One of the most used additions to automated Landing Zones is setting up OIDC (or other federated identity) bindings which allow integration with on-prem identity management solutions and CI/CD tooling.

Our most commonly leveraged one is setting up GCP Workload Identity configuration for each Landing Zone to allow GitHub Actions to impersonate the admin and readonly GCP service accounts to manage infrastructure, all without having to rely on any stored credentials. The bindings can be configured to be very broad (e.g., any pipelines in this GitHub organization can use this GCP SA) down to extremely finely grained (e.g., only one specific commit hash of one specific workflow in a specific repository running from a specific branch can use this GCP SA), allowing you to satisfy most security use-cases.


Bootstrapping Infrastructure as Code Tool Usage

After a tenant has been provisioned with a Landing Zone, we’ve frequently had requests that tenants be able to use the same infrastructure-as-code tools that the platform operators use for consistency and sharing existing knowledge.
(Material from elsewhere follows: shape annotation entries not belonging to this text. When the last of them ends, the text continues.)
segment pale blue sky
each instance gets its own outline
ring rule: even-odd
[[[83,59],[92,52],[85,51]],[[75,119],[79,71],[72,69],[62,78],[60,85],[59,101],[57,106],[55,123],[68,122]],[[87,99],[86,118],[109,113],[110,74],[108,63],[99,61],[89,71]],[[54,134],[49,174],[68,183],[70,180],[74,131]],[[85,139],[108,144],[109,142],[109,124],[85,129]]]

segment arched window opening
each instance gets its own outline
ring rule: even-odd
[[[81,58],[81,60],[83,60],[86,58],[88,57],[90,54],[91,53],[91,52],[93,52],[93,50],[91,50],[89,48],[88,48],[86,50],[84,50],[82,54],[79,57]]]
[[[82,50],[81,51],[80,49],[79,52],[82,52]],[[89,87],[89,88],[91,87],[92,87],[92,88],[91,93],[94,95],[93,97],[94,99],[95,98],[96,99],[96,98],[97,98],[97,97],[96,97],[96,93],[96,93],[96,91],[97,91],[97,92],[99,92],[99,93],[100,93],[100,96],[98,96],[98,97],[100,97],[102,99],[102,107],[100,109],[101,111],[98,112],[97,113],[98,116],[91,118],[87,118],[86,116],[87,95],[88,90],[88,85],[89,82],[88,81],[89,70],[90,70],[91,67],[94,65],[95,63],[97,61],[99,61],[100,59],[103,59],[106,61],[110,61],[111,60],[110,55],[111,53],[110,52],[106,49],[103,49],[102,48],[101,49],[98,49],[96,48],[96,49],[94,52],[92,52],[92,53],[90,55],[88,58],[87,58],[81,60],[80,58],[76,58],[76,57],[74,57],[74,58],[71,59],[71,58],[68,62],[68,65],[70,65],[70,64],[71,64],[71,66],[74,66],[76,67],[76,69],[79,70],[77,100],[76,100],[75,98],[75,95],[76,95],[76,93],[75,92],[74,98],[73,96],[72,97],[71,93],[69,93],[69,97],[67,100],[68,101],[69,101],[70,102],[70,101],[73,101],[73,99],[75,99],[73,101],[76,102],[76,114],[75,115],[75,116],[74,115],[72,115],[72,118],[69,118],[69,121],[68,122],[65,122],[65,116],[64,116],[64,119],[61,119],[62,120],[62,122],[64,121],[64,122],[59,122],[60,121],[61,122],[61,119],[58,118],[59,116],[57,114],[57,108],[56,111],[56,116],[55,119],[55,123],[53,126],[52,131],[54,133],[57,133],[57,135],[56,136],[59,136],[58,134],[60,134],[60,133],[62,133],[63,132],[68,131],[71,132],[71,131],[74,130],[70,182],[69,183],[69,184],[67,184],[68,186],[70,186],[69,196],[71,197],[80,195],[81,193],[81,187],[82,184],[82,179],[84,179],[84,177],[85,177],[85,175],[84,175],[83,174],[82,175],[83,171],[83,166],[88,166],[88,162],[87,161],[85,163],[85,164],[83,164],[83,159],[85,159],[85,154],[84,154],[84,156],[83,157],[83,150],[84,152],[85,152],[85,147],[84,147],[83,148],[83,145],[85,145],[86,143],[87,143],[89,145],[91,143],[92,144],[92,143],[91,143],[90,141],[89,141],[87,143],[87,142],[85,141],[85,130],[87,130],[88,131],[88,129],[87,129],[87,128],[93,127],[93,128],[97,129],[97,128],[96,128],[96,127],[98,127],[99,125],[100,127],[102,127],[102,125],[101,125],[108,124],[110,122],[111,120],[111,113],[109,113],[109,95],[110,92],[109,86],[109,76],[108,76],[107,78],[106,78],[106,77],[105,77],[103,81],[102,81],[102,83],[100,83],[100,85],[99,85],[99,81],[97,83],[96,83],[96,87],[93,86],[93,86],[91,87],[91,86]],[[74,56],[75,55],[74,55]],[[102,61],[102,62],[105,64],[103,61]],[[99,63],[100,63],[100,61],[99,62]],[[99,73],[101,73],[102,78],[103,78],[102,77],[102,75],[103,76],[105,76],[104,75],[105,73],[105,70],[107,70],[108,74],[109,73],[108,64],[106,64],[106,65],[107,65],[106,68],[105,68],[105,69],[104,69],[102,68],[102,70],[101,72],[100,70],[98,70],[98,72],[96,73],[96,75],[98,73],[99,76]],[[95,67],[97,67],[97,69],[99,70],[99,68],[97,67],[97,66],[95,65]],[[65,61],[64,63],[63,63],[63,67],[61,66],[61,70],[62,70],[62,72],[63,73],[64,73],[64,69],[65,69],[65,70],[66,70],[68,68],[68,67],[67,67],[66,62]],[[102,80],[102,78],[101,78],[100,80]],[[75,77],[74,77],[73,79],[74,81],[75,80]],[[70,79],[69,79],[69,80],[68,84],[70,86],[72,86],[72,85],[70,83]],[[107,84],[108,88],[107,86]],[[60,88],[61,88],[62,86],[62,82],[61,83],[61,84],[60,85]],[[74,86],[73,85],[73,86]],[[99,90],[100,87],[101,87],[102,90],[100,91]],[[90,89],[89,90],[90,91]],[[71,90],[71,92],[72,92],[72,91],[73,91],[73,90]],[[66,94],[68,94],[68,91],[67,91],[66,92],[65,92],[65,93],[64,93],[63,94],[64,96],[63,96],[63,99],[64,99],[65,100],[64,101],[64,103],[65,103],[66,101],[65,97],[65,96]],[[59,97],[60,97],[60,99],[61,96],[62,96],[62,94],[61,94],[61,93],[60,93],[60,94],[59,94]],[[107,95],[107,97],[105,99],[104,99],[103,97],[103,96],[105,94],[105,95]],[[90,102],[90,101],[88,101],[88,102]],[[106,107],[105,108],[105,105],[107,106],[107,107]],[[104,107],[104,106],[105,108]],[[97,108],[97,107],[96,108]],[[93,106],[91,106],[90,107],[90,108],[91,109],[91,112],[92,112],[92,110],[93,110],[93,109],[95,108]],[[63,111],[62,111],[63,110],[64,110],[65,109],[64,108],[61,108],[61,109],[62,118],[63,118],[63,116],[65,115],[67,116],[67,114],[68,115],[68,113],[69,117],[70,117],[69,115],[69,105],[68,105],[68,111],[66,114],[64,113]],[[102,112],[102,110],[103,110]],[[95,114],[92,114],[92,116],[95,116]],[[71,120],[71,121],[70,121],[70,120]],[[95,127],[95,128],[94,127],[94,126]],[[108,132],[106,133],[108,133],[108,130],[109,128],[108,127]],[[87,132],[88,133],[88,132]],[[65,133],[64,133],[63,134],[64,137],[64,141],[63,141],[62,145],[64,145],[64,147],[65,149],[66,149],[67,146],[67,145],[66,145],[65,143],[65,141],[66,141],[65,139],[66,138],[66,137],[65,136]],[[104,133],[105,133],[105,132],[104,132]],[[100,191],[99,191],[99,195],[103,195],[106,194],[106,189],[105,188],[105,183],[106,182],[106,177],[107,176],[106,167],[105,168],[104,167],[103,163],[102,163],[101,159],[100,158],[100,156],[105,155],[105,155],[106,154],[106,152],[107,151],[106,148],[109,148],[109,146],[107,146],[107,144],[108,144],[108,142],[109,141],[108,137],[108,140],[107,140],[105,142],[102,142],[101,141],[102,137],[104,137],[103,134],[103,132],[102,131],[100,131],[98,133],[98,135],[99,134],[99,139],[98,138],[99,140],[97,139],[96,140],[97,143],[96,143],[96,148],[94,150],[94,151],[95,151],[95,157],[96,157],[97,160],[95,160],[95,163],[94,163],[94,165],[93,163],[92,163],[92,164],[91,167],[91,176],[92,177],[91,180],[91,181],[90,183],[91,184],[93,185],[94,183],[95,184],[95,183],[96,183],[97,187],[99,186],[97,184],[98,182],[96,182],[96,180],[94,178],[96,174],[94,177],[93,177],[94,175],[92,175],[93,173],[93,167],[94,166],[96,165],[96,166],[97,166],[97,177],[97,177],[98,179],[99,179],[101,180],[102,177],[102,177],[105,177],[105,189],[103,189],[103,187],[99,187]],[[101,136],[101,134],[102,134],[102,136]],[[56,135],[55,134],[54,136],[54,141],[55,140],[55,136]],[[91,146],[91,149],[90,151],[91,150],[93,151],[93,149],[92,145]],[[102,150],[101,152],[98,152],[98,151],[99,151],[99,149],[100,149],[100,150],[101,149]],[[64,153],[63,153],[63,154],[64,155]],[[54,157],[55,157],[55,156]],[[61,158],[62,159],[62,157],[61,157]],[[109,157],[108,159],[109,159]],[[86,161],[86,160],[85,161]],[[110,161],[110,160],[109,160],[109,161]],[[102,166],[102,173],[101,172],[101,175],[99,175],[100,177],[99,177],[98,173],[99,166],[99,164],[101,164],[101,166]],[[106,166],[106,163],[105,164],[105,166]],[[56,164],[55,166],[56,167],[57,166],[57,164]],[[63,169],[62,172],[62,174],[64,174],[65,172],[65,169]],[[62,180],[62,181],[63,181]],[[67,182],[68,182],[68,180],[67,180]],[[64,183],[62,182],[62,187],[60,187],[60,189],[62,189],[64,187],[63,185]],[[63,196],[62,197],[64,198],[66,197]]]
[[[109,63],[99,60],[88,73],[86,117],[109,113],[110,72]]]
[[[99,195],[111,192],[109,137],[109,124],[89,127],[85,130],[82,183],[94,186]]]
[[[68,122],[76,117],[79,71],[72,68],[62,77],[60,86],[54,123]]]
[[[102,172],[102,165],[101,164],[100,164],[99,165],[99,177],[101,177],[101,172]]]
For tools such as Terraform and Pulumi this can require some bootstrapping of an initial Google Cloud Storage bucket(s) that can be used to store state files.

The Landing Zone implementation can be extended to bootstrap all the things needed by a tenant to begin using Terraform or Pulumi straight away:

  • A GCS bucket used to store state
  • A GCP service account with the required permissions to preview and apply IaC changes

This capability pairs nicely with the GCP Folders as Landing Zones capability where the IaC tooling bucket and SAs can be created as part of the management project.


Automated Access to Shared Resources

It’s very common to run organization wide services such as Container Registries and GitOps repositories, extending Landing Zones to automatically provision configuration giving the required access to these shared resources becomes trivial. For example:

  • Provision GCP IAM policies allowing a Landing Zone specific SA to read any image from a shared container registry and to write any image under a team specific /path to the registry
  • Provision GitHub configuration (e.g., CODEOWNERS) allowing a team to push YAML k8s manifests to a specific directory in some shared GitOps repository.

Service Perimeters

GCP allows you to define Service Perimeters around one or more projects which govern all requests made to the GCP APIs affecting resources within the perimeter. It’s beyond the scope of this article to go in-depth on the usage of Service Perimeters but they are a powerful tool that can support security and regulatory requirements, and lock down the capability for one Landing Zone to affect resources in another.


Hierarchical IAM and Organizational Policies

Some GCP IAM roles and permissions can be granted at the Organization and Folder level, and are inherited by any projects contained within them. This gives you the power to establish baseline IAM policy which is inherited by all projects unless specifically overridden at a finer grained level (e.g., override Org policy at the Folder level, override Folder policy at the Project level).

The GCP docs give a good overview of the policies offered by these services, some of the most common we see used include:

  • Completely disable the generation of static JSON credentials for GCP Service Accounts
  • Completely disable cross GCP organization IAM permission grants

Billing Account Management

The GCP billing model is that you can define one or more Billing Accounts in an Organization, and then projects are individually associated with one of these billing accounts. It’s quite common for clients to have a single Billing Account defined for their organization so this functionality can be as simple as “explicitly associate all projects with the billing account”

In larger organizations we’ve seen multiple Billing Accounts configured, we solved this by extending a Landing Zone definition to include which billing account projects under the Landing Zone should be associated with.


That’s all, for now!

Hopefully we’ve convinced you that the benefits make it worth automating Landing Zones as a capability, and that our experience has given you food for thought about how you can leverage and extend them to fit your organizational needs.